I like to keep Mexican food on our regular rotation for dining out. For some reason, though, I don’t make much Mexican food at home. We’ve had a cold snap in Atlanta, so today I was in the mood for a hearty soup with a little spice. I always enjoy tortilla soup when we’re having Mexican food, so this is my version of this delicious liquid treat.

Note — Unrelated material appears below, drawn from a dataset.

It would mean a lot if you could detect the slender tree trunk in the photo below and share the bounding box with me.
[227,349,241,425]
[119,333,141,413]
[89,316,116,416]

Jim is a lightweight when it comes to spice, so I have to keep the heat level to a minimum in everything I make. Mrs. Dash makes a Chipotle Seasoning which I use for adding a little heat and chipotle flavor. Depending on how much kick you want in your soup, the amount of chipotle seasoning, chili powder, and jalapenos can all be added to taste in this recipe. My version was only slightly spicy, but if you like more heat by all means go for it.
When enhanced with avocado, cheese, tortilla strips, lime, and cilantro, this soup can be the centerpiece of the dinner table. Enjoy!
- 1 lb chicken breast tenders
- 1 tsp salt
- 1 tsp chili powder
- 1 tsp chipotle powder
- 1 tsp cumin
- Olive oil
- 6 corn tortillas
- 1 cup vegetable oil
- 3 tbsp vegetable oil
- 1 red bell pepper, chopped
- 1 yellow bell pepper, chopped
- 1 poblano pepper, chopped
- 2 jalapeno peppers, chopped (optional)
- 1 red onion, chopped
- 5 cloves garlic, minced
- 1 can black beans, drained and rinsed
- 1 cup corn kernels, fresh or frozen
- 1 28 oz can chopped tomatoes
- 8 cups chicken stock
- 2 tsp salt
- 2 tsp cumin
- 2 tsp chili powder
- 2 tsp chipotle powder
- 1 avocado, sliced (for garnish)
- 3/4 cup grated Monterrey Jack cheese (for garnish)
- Cilantro (for garnish)
- Lime wedges (for garnish)
- For the chicken:
- 1. Mix salt, chili powder, chipotle powder, and cumin.
- 2. Sprinkle mixture over both sides of chicken tenders.
- 3. Drizzle with olive oil.
- 4. Grill chicken on gas grill or grill pan on the cooktop for 3-4 minutes on each side.
- 5. When cooled, shred into bite-sized pieces.
- 6. Set aside.
- 1. Stack tortillas and cut into 1/2 inch strips. Cut crosswise to create strips of equal length of about 2 inches.
- 2. Heat oil in large skillet.
- 3. In batches, fry tortilla strips until slightly browning and crispy. Drain on paper towel.
- 4. Set aside.
- 1. Heat vegetable oil in dutch oven or soup pot.
- 2. Saute peppers, onion, and garlic for 5 minutes.
- 3. Add tomato, chicken stock, black beans, corn, and spices.
- 4. Bring to a boil, reduce heat, and simmer for 30 minutes.
- 5. Add chicken and simmer for 5 minutes.
- 6. Adjust salt and seasonings to taste.
- 7. Ladle soup into shallow bowls and garnish with tortilla strips, avocado, lime, cheese, and cilantro.